“It was never found,” Flora said, as if proving something.
“She hadn’t used it for years—not since I was a baby. It would have expired anyway.” Nan stirred the sour cream with a spoon.
“You think she’s dead, too, don’t you?” Flora said. “I bet you’ve always thought that.”
Nan looked at her, sighed, and sat opposite, placing the glass bowl on the table between them. “She wouldn’t have left without writing a letter, a note, something. She wouldn’t have done that to us. She went for a swim, got into difficulty, and drowned. It’s as simple as that.” Nan gave a small laugh, and when Flora didn’t speak, she continued, “Mothers don’t leave their children.”
“Who says so?” Flora dipped a finger into the sour cream. “Fathers leave their kids all the time and there’s barely a shrug—or maybe someone’s a bit disappointed. Why should it be so shocking when a mother does it?” She put her finger in her mouth.
“Tea, I think,” Richard said.
“It’s different for mothers,” Nan said.
“Why? Because mothers are meant to love their children more than fathers? Because it’s supposed to come naturally?”
“I see it all the time at work,” Nan said. “There’s an instant bond between the mother and her child. The father might be in the room, might even be the first to hold them, will be delighted, but it’s not the same.” She stood and picked up the bowl.
“It wasn’t like that for this family, though, was it?” Flora said. “You just don’t like to admit it. Our mother didn’t have an instant bond with us. I’m not sure she had a bond with anyone. Probably all she had was duty, expectation, and guilt. She could have left because it was all too much and still be out there.”
Nan talked over the end of Flora’s words. “I don’t know why you want her to come home if she was so terrible.”
“Being a mother didn’t come easily to her. Not like being a father does for Daddy.”

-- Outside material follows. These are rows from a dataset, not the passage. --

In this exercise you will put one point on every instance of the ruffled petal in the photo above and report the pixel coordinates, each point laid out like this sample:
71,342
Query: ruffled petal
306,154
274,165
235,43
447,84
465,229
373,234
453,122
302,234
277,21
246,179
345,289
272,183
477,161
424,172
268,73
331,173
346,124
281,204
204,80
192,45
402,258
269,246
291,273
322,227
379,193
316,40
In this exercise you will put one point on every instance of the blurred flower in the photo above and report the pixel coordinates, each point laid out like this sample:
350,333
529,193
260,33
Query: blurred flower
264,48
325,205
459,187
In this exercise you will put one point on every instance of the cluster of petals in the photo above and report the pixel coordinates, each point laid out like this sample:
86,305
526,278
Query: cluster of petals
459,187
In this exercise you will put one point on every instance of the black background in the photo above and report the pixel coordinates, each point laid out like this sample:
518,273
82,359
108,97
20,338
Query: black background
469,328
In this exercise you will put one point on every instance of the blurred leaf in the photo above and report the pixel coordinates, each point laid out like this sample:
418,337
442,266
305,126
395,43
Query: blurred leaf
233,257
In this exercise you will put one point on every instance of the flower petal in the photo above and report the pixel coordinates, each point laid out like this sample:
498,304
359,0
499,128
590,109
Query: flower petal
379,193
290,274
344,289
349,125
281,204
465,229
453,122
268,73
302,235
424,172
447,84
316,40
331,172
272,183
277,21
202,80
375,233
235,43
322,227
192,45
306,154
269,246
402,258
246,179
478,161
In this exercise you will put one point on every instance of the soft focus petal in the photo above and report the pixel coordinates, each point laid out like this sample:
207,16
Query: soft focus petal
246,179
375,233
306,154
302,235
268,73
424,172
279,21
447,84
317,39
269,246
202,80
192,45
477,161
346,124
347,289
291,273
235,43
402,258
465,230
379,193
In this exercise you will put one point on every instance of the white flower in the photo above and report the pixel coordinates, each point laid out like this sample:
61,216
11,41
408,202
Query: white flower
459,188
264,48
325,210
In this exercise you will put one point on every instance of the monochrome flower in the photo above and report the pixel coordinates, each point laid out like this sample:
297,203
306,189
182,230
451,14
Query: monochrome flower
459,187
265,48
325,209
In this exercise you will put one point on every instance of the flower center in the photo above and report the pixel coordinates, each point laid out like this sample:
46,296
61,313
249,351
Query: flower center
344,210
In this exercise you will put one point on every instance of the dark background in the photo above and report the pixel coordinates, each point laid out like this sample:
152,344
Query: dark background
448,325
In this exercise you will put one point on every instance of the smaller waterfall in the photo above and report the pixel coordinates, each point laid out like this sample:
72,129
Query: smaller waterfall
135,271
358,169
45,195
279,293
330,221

“You have no idea, do you, little sister?” Nan shook her head. Richard waited with the tea caddy in his hands.
“I don’t know what you mean,” Flora said. “He’s been a good father.” Nan took a deep breath, and Flora waited. “What?”
“The man’s dying. It’s not right to talk about this now.” Nan stirred the cream once more.
“When will it ever be right?”
“You really want to know? How about this? He was a womanizer. He slept with whoever he could get his hands on.”
Flora laughed. Richard swilled warm water around the teapot and counted three spoonfuls of leaves into it.
“When I was fourteen, fifteen,” Nan said, “every time Dad went out, Mum and I used to worry where he’d gone, who he would bring home to that damn writing room.”
“That’s ridiculous. Daddy wouldn’t do that.” Flora’s voice rose; she felt the rush of anger and expected Richard to intervene, to say something, but he was waiting for the kettle to boil.
“What did you think he was doing there? Writing?” It was Nan’s turn to laugh. “For your whole life he only managed to produce one book. And what a book that was. I’m still not sure how much of it’s true. I could never work it out.”
From the corner of her eye, Flora saw Richard look at her. “Of course it’s not true.”
“How blind have you been all these years?” Nan said. “While you and I were in our beds, he was down the garden having sex with Megan or some other girl, and Mum would leave the house and go swimming.”
Richard took the milk out of the fridge and sniffed it.
“Megan?” Flora said. “Megan who used to babysit? I don’t believe you.”
“God, none of it matters now,” Nan said. “Just forget it.”
“You can’t drop a bombshell like that and then say forget it.”
“Look, he’s been making things up his whole life. The big important writer that everybody loved, speaking to Mum on the phone, seeing her in Hadleigh. It’s all been nonsense.”
The kettle rumbled.
“Not all of it,” Flora said, almost to herself, almost hopefully.
“Oh, Flora, there are so many things you conveniently remember wrong. Sometimes I wonder if you were living in the same house as Mum and me.” The metal spoon chinked against the glass of the bowl and some cream splashed onto Nan’s chin.
“Nobody told me anything,” Flora shouted. “I had to work it out by listening at doors, overhearing snatches of conversation, and filling in the gaps. Don’t blame me if I made it up.”
“Stop complaining,” Nan said. “At least you had Dad. Who did I have watching out for me? Not even Mum when she was here. And you didn’t have to suddenly become the adult at the age of fifteen because there was no one else to do the job of a mother.”
“No one ever asked you to do it.” Flora pushed her chair out from the table.
“Who else was going to make sure there was food in the house, that there were clean clothes, that you went to school? It wasn’t going to be our father. Overnight I had to become a mother to a daughter I didn’t want.”